Iniziati gli studi mostrò subito la sua straordinaria acutezza e penetrazione d’ingegno accoppiata ad una insaziabile avidità d’imparare. E poiché suo padre, che intendeva farne un compito gentiluomo, volle che aggiungesse allo studio delle lettere anche l’arte del canto e della musica, egli ingenuamente sostituiva con parole sacre qualunque verso lubrico che incontrasse ripetendo con franchezza a chi si meravigliava : « La mia voce non si presta a cantare cose che non siano pure ».

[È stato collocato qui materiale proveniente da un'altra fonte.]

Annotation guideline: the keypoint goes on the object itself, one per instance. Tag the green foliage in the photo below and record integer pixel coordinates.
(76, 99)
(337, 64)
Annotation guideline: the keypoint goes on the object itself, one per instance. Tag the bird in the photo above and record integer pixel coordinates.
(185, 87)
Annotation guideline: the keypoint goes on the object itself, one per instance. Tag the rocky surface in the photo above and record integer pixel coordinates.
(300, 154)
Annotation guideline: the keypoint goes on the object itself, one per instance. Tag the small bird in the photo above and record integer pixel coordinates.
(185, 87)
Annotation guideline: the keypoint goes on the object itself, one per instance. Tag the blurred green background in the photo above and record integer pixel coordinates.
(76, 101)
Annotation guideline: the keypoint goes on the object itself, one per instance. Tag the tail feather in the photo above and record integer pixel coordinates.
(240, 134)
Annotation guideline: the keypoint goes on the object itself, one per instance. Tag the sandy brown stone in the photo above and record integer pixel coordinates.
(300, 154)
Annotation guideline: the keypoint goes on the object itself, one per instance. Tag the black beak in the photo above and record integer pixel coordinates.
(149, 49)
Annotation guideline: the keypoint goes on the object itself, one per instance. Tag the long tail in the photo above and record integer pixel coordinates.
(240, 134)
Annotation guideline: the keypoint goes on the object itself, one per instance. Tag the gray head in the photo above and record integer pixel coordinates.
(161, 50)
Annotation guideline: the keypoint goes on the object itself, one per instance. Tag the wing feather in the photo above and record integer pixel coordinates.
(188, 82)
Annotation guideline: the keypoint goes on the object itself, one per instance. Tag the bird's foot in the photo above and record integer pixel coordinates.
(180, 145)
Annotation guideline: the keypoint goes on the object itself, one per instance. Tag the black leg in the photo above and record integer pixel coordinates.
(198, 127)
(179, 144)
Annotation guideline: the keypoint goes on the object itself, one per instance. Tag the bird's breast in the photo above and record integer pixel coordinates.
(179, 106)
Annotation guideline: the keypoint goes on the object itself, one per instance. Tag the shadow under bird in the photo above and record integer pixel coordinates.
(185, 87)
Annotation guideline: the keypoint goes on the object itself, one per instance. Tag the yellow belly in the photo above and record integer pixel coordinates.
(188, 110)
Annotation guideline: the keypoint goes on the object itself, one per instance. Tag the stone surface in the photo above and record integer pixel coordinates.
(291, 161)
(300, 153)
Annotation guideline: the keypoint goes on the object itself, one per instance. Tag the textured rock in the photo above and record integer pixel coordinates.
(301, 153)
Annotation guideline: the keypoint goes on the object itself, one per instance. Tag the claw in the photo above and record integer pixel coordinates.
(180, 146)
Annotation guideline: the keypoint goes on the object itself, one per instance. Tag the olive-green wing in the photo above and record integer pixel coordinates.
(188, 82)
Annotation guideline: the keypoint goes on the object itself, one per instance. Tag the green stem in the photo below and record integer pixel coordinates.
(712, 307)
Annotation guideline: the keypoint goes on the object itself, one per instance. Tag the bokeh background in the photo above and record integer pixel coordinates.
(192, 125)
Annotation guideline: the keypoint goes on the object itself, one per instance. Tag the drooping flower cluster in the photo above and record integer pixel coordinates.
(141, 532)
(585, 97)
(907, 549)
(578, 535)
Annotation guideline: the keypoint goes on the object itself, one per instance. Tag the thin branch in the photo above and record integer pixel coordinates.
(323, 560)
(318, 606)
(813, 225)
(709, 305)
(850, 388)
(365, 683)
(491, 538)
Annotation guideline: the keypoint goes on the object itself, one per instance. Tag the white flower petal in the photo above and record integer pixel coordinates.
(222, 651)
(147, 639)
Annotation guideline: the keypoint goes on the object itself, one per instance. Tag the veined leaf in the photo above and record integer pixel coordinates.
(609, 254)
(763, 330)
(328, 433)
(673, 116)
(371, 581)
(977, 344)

Mentre egli faceva grandi progressi nella virtù e nel sapere, il padre andava riponendo in lui le più belle e lusinghiere speranze, ma Roberto la pensava ben diversamente. Conscio dell’importanza della salvezza dell’anima, dopo un anno di lotta contro il padre, ottenne di entrare nella Compagnia di Gesù.
Dopo il noviziato nel 1561 si trasferì per il corso di filosofia al Collegio Romano. Ma dolorose prove non ritardarono a farsi sentire: lo colse un ostinato esaurimento di forze ed un acuto dolore di testa. Ciononostante, docile, rassegnato e paziente riuscì il primo della classe. Indi fu mandato come insegnante a Firenze e a Mondovì.
Nel 1567 andò a Padova per gli studi di teologia, durante i quali predicò a Venezia e a Genova. Pochi anni dopo fu inviato nell’Università di Lovanio, ove fu professore, e là nel 1570 fu ordinato sacerdote del vescovo Cornelius Jansenius e celebrò la sua prima Messa.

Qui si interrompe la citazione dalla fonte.